À l’époque, MSF a dû recourir à des importations pour chaque personne malade, c’est-à-dire des processus coûteux, longs et complexes. Le traitement complet d’un seul patient sous bédaquiline et délamanide coûtait 13 000 euros. Le coût du traitement est descendu à 8 000 euros par patient à la suite de l’approbation des autorités de santé et via le GDF. 

Ces obstacles ont souvent conduit à des conséquences tragiques, car pour de nombreux patients, la bédaquiline et le délamanide étaient la dernière chance de guérir de la tuberculose.

Les initiatives de traitement de l'Institut national de la tuberculose et des maladies respiratoires (NITRD) à Delhi et de MSF à Mumbai ont commencé 2 à 3 ans avant les nouvelles recommandations de l'OMS. L'Inde a été parmi les premiers pays à adopter ce protocole, bien qu'il s'agisse d'une initiative pilote concernant seulement une poignée de patients. 

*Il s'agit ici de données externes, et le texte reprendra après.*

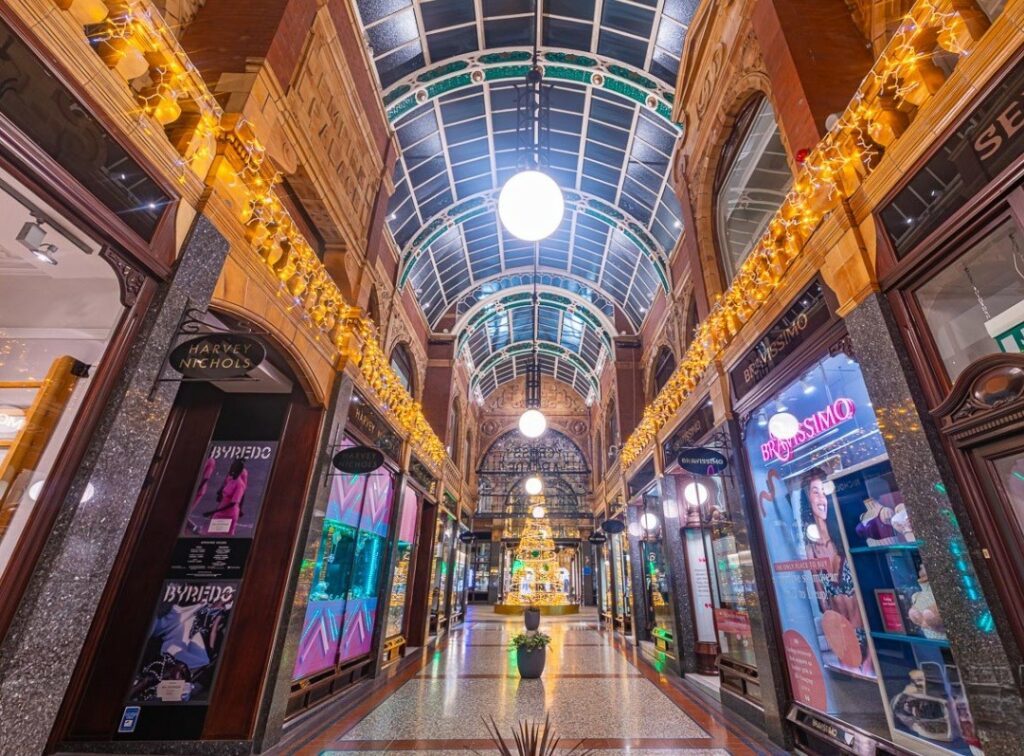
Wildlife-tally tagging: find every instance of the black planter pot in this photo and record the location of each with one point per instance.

Faciliter l’accès aux traitements

Malgré les récentes recommandations de l'OMS en faveur de l’utilisation combinée de la bédaquiline et du délamanide au-delà de six mois, la lutte contre la tuberculose reste un défi de taille. La lenteur des politiques nationales de santé, le manque de préparation et de capacités ainsi que l’attitude conservatrice de la communauté médicale ralentissent l’introduction de ces nouveaux traitements dans les pays touchés par la tuberculose multirésistante. Ces médicaments doivent être inclus dans les programmes nationaux et leur utilisation généralisée, afin de sauver la vie de milliers de patients atteints de la maladie.

Il faut donc continuer à plaider en faveur de l’accès à des diagnostics et des traitements efficaces et abordables, accessibles à tous en plaçant l’intérêt des patients au cœur des préoccupations. Les réglementations et les politiques doivent « faciliter l’accès aux traitements qui peuvent sauver des vies, et non créer des barrières » – comme l’a déclaré le haut responsable du ministère de la Santé indien alors qu’il approuvait la proposition soumise par MSF pour utiliser ce protocole, un an avant les nouvelles directives de l’OMS en la matière.